Single-cell RNA-seq data visualization

Project description

SCelVis: Easy Single-Cell Visualization

https://img.shields.io/conda/dn/bioconda/scelvis.svg?label=Bioconda https://img.shields.io/pypi/pyversions/scelvis.svg https://img.shields.io/pypi/v/scelvis.svg

Installation

The only prerequisite is Python 3, everything else will be installed together with the scelvis package.

You can install SCelVis and its dependencies using pip or through conda:

$ pip install scelvis
# OR
$ conda install scelvis

A Docker container is also available via Quay.io/Biocontainers.

$ docker run quay.io/biocontainers/scelvis:TAG scelvis --help
$ docker run -p 8050:8050 -v data:/data quay.io/biocontainers/scelvis:TAG scelvis --data-source /data
  • Lookup the latest TAG to use at here.

Preparing Your Data

Each data set consists of an HDF5 file called data.h5ad and a dataset description file about.md. The HDF5 file is an anndata object that stores gene expression (sparse CSR matrix) and meta data with very fast read access. You can use the scelvis convert command for converting your single-cell pipeline output into an appropriate HDF5 file. The about.md file should look as follows:

----
title: An Optional Long Data Set Title
short_title: optional short title
----

A verbose description of the data in Markdown format.

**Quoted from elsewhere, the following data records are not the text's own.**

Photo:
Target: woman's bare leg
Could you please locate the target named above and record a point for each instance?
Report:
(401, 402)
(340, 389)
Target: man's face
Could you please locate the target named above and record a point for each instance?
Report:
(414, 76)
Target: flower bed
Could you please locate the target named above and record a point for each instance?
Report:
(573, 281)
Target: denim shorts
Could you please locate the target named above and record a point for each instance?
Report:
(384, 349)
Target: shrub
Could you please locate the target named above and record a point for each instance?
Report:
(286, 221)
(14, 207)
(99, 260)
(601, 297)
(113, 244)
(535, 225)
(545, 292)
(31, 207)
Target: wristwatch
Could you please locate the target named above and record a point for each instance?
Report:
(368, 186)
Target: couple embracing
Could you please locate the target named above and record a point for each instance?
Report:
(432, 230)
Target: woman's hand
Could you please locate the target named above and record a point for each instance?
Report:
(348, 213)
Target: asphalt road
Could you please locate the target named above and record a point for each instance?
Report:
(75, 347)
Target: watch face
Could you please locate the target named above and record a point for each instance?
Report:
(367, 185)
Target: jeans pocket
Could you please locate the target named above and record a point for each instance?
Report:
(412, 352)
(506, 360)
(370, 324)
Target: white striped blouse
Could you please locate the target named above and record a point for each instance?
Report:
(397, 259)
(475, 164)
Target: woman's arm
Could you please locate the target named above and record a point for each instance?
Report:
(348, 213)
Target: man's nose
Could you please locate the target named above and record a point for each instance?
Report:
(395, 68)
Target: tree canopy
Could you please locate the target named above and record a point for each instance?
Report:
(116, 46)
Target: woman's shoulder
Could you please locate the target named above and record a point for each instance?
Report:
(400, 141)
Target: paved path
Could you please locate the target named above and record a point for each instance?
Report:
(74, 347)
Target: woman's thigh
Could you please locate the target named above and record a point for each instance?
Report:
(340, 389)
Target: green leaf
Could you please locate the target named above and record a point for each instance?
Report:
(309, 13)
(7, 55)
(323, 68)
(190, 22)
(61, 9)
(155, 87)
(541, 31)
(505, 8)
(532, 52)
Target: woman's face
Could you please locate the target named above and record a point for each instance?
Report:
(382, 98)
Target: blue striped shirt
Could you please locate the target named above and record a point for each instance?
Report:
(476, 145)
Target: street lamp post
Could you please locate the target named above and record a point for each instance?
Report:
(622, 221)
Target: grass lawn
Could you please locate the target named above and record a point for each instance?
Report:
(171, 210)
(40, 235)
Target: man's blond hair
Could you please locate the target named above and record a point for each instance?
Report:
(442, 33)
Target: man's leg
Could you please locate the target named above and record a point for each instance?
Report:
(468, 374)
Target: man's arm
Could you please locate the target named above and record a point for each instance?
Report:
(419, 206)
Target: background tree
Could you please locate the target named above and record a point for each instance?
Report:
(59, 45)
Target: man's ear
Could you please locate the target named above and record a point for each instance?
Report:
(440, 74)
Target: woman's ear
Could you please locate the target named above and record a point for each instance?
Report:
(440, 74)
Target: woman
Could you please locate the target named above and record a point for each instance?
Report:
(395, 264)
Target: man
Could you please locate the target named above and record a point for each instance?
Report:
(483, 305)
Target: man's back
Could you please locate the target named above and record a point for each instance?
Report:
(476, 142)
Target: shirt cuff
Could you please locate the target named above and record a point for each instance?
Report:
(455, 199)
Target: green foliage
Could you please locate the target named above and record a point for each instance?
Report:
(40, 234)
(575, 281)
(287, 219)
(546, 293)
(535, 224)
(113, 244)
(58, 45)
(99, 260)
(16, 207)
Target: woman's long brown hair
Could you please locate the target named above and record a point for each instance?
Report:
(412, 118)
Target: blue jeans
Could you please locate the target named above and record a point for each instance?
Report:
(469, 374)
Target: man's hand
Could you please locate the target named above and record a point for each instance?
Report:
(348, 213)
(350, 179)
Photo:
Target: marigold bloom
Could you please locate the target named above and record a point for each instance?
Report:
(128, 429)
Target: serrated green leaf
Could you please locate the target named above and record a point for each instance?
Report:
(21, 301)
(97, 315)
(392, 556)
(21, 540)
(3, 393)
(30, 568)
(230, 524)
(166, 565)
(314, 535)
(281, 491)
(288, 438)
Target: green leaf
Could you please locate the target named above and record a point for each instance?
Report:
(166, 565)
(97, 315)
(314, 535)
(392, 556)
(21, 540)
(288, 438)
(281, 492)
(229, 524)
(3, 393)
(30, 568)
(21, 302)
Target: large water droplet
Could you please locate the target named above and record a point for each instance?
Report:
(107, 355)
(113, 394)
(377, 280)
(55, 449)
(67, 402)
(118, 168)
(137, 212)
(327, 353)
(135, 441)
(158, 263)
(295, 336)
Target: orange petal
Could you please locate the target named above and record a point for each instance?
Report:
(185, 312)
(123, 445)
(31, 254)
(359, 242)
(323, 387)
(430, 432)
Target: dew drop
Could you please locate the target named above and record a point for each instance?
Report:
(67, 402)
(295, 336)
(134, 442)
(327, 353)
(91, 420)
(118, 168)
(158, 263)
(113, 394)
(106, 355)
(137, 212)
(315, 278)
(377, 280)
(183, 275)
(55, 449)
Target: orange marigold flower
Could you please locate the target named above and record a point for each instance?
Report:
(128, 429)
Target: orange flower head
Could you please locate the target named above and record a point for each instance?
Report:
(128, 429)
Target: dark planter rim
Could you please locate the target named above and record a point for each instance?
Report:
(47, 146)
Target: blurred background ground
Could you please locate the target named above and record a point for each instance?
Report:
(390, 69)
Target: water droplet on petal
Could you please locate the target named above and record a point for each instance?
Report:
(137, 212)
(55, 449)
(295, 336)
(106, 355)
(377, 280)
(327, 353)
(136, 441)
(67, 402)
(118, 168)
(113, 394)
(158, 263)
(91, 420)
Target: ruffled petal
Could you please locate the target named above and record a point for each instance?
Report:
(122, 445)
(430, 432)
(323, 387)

A directory containing both an data.h5ad and an about.md file is a dataset directory. For the input you can either specify one dataset directory or a data directory containing multiple dataset directories.

You can convert your single-cell transcriptome analysis pipeline as follows. This does no further processing except log-normalization and uses PCA, tSNE, and clustering performed by cellranger

$ mkdir -p data/project
$ scelvis convert --input-dir cellranger-out --output-dir data/project
$ cat <<EOF
----
title: My Project
----

This is my project data.
EOF

$ tree data
data
├── other
   ├── about.md
   └── data.h5ad
└── project
    ├── about.md
    └── data.h5ad

Note that right now only CellRanger output is supported.

Visualizing Your Data

$ tree data
data
├── other
│   ├── about.md
│   └── data.h5ad
└── project
    ├── about.md
    └── data.h5ad

$ scelvis run --data-source data/project
# OR
$ scelvis run --data-source data

Data Sources

Data sources can be:

  • paths, e.g., relative/paths or /absolute/paths or file://url/paths

  • SFTP URLs, e.g., sftp://user:password@host/path/to/data

  • FTP URLs, e.g., ftp://user:password@host/path/to/data (sadly encryption is not supported by the underlying library PyFilesystem2.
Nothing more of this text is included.